The next time the Marine meets Guerard and Nadira, it is known that Guerard was behind the invasion and has been attempting to open a portal to Hell in the Reactor Sector. Guerard promptly orders demons to attack the Marine and Nadira. Nadira dies and Guerard escapes. The Marine proceeds through the remaining two sectors, acquiring the BFG 9000 and the key to the Reactor sector. By then, a major invasion devastates the Junction. With the help of Kelvin and Jensen, the Marine gains access to the Reactor sector. Kelvin and Jensen both die in the process.

In the Reactor sector, Guerard reveals himself as Kronos and transforms into demonic form. By this time, he has succeeded in opening the portal to Hell. After defeating Kronos, the Marine closes the portal by destroying the reactors powering it. The Cyberdemon slips through before the portal closes. The game ends with the defeat of the Cyberdemon.
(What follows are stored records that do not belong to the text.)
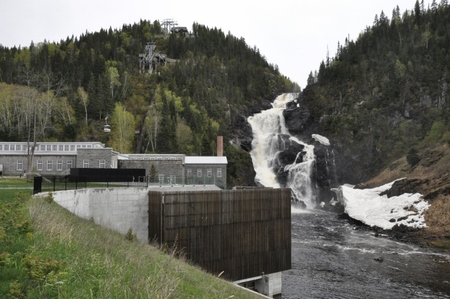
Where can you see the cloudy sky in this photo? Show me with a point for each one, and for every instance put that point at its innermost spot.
(293, 34)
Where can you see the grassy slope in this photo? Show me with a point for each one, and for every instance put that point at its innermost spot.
(431, 178)
(66, 257)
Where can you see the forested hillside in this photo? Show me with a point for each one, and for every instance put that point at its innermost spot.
(67, 91)
(386, 95)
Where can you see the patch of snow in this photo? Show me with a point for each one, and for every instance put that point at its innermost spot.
(321, 139)
(373, 209)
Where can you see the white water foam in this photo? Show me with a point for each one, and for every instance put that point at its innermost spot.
(267, 127)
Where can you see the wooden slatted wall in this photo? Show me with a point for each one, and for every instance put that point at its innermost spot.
(243, 232)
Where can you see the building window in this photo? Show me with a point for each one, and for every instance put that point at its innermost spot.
(19, 165)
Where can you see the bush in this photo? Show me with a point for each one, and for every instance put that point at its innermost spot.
(412, 157)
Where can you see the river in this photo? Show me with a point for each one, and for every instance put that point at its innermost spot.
(334, 258)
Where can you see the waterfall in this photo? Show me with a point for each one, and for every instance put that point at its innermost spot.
(271, 147)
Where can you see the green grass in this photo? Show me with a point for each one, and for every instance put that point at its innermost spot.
(46, 252)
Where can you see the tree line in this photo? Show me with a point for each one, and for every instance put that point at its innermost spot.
(69, 90)
(387, 91)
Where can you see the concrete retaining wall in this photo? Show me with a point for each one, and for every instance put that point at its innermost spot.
(118, 209)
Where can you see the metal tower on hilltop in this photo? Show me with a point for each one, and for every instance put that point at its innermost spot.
(147, 58)
(167, 25)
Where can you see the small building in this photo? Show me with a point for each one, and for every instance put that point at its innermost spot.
(53, 158)
(206, 170)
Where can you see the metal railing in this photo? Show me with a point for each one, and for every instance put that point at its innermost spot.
(60, 183)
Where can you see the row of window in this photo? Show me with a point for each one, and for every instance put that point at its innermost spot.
(45, 147)
(208, 172)
(102, 164)
(59, 165)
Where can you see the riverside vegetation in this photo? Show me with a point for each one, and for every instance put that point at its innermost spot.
(47, 252)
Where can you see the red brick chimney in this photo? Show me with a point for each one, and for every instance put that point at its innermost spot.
(219, 146)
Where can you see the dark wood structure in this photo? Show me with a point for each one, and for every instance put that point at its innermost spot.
(106, 175)
(242, 233)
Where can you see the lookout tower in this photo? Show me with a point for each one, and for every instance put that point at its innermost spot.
(146, 58)
(167, 25)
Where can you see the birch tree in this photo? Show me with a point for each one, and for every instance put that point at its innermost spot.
(84, 98)
(122, 131)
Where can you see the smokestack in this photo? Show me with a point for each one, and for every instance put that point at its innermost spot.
(219, 146)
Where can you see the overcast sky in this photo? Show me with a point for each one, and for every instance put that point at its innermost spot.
(293, 34)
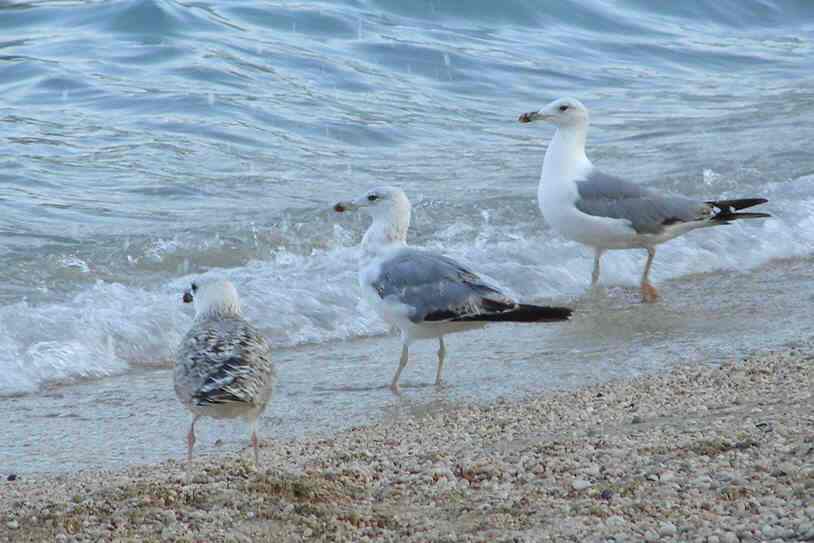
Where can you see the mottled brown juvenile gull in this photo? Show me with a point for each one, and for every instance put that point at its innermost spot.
(223, 367)
(425, 294)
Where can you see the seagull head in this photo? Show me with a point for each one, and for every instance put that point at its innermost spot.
(563, 113)
(384, 202)
(213, 297)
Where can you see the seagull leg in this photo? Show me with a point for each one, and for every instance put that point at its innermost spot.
(253, 441)
(649, 292)
(394, 386)
(442, 352)
(597, 257)
(191, 438)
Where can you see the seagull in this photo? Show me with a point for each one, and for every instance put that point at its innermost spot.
(605, 212)
(223, 366)
(425, 294)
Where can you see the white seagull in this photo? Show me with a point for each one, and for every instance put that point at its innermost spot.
(605, 212)
(223, 366)
(423, 293)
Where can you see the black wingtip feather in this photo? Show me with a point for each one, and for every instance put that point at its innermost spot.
(727, 209)
(525, 313)
(739, 204)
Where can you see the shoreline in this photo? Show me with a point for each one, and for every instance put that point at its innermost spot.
(706, 454)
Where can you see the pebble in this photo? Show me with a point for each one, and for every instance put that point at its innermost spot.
(667, 529)
(651, 537)
(580, 484)
(615, 520)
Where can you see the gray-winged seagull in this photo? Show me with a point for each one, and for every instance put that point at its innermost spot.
(605, 212)
(425, 294)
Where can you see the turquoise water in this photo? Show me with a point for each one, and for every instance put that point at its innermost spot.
(145, 143)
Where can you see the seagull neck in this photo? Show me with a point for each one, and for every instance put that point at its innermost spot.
(219, 311)
(384, 233)
(565, 157)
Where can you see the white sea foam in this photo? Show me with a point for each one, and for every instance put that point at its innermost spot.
(311, 296)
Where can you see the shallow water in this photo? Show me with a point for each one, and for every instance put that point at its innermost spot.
(146, 143)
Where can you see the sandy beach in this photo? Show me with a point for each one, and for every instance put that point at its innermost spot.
(700, 454)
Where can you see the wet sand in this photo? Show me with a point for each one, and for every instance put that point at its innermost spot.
(697, 454)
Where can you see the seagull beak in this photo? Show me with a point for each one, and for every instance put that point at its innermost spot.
(341, 207)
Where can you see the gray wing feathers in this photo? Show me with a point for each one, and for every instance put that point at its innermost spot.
(224, 360)
(647, 211)
(437, 288)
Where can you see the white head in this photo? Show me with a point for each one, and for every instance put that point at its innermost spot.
(390, 209)
(213, 297)
(565, 112)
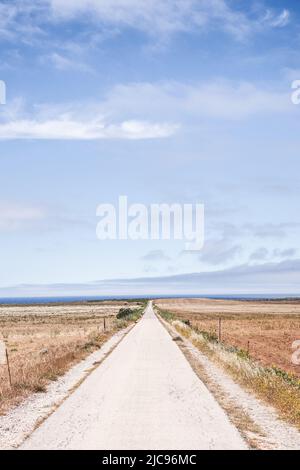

The Cyberdemon is likely to be Kronos' creation referred to by other NPCs.

==Development==
The game's engine was later used for another Fountainhead Entertainment title, Orcs & Elves, Orcs & Elves II, and was also followed by Wolfenstein RPG and Doom II RPG.

==Supported platforms==
The game was released for three platforms:

- Java
- Low-end BREW
- High-end BREW

Symbian OS never received a dedicated port of game.

A fan version was released for PC and for the Amiga.

==Reception==
The game received some awards including "2005 Mobile Game of the Year", "2005 Adventure/RPG of the Year", "Editor's Award", "Game of the Year", "Editor's Choice Award" and "Best Wireless Adventure Game". GameSpot gave Doom RPG a score of 8.6 out of a possible 10 in their review of the game.

The game sold more than 1 million copies.